I never did see the man's face.  The line in front of me moved, I pulled up to the window, paid for my skinny vanilla latte, and headed to my then-empty home.  I started crying in the car because I so desperately wanted what those two people had...or rather what I imagined they had.  For all I know they were on their second date and he was making her uncomfortable by touching her and infringing on her bubble. Or perhaps, this was Jim & Rosie thirty-five years later... and the camper was resting comfortably in the parking lot.  Maybe in his twilight years, Jim developed a fondness for scones that Rosie's campfire biscuits simply couldn't satisfy. 
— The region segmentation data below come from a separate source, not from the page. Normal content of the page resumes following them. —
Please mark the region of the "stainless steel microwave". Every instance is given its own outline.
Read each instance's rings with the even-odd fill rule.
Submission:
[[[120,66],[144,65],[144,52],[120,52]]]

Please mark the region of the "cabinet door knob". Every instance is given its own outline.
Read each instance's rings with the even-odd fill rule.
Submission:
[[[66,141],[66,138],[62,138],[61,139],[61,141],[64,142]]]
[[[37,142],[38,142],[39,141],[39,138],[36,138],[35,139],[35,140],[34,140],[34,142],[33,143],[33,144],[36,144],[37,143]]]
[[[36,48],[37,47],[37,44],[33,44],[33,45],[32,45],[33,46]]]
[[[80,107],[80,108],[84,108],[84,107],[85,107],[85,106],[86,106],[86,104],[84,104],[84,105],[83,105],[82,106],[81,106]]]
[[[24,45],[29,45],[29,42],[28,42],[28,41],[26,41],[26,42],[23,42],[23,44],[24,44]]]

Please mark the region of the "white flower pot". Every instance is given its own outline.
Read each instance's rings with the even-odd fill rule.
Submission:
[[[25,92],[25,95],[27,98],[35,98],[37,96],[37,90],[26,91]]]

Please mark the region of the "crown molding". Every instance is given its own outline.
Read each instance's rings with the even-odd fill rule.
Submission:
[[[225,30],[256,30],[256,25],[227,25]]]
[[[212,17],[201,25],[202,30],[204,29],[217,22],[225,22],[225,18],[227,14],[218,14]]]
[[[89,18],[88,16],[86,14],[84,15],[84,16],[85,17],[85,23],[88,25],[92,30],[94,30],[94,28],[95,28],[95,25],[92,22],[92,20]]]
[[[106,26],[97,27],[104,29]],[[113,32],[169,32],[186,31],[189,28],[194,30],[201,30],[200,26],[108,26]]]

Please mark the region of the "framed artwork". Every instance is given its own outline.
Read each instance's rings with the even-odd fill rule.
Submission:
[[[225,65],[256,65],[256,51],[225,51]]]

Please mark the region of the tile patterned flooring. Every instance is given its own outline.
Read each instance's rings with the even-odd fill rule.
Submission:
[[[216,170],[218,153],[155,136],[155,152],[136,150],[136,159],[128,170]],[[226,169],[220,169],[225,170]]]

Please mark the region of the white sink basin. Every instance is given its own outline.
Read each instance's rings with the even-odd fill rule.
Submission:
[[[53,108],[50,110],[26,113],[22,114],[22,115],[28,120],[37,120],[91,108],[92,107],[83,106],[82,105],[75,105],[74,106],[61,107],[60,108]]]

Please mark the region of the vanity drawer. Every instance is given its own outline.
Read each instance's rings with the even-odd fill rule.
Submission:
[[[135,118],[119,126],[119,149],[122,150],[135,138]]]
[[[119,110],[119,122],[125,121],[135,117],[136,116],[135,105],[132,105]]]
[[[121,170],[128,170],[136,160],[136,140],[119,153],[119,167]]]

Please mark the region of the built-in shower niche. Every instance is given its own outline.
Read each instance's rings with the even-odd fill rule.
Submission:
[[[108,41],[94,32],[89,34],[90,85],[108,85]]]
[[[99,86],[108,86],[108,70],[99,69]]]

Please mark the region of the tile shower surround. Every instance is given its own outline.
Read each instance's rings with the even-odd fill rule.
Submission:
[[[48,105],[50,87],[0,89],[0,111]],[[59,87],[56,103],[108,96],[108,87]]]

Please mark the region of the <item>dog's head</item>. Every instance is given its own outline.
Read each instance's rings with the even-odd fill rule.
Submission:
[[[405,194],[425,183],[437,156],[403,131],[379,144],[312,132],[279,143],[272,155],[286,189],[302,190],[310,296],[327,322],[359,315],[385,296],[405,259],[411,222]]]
It was late March 2011.  I had received a couple of communications through eHarmony from a man named Derek who lived in a town I'd never heard of somewhere in the mountains.  He had kind eyes, a thoughtfully written profile...and I had been ignoring him for weeks.  Earlier that day I had exasperatedly asked Yoda (my shrink) just exactly where Sedalia was anyway in the hope that it was too far... and I realized that for some time, I had been looking for reasons to stop trying to date.  I was close to giving up on the kind of love I had sought for a lifetime... and quite possibly, it was sitting in my eHarmony inbox with dimples and a love for mountain biking and dogs.

I went home, curled up with my laptop, opened Derek's email, and replied by asking him if we could skip all the e-Harmony hoop-jumping.  "Here's my phone number, I'd love to chat with you."

Then I cried a little bit more, because I was terrified that I'd never be loved like Rosie.

1 comment:

  1. Thanks for making me cry! Beautiful, so glad you found your Jim.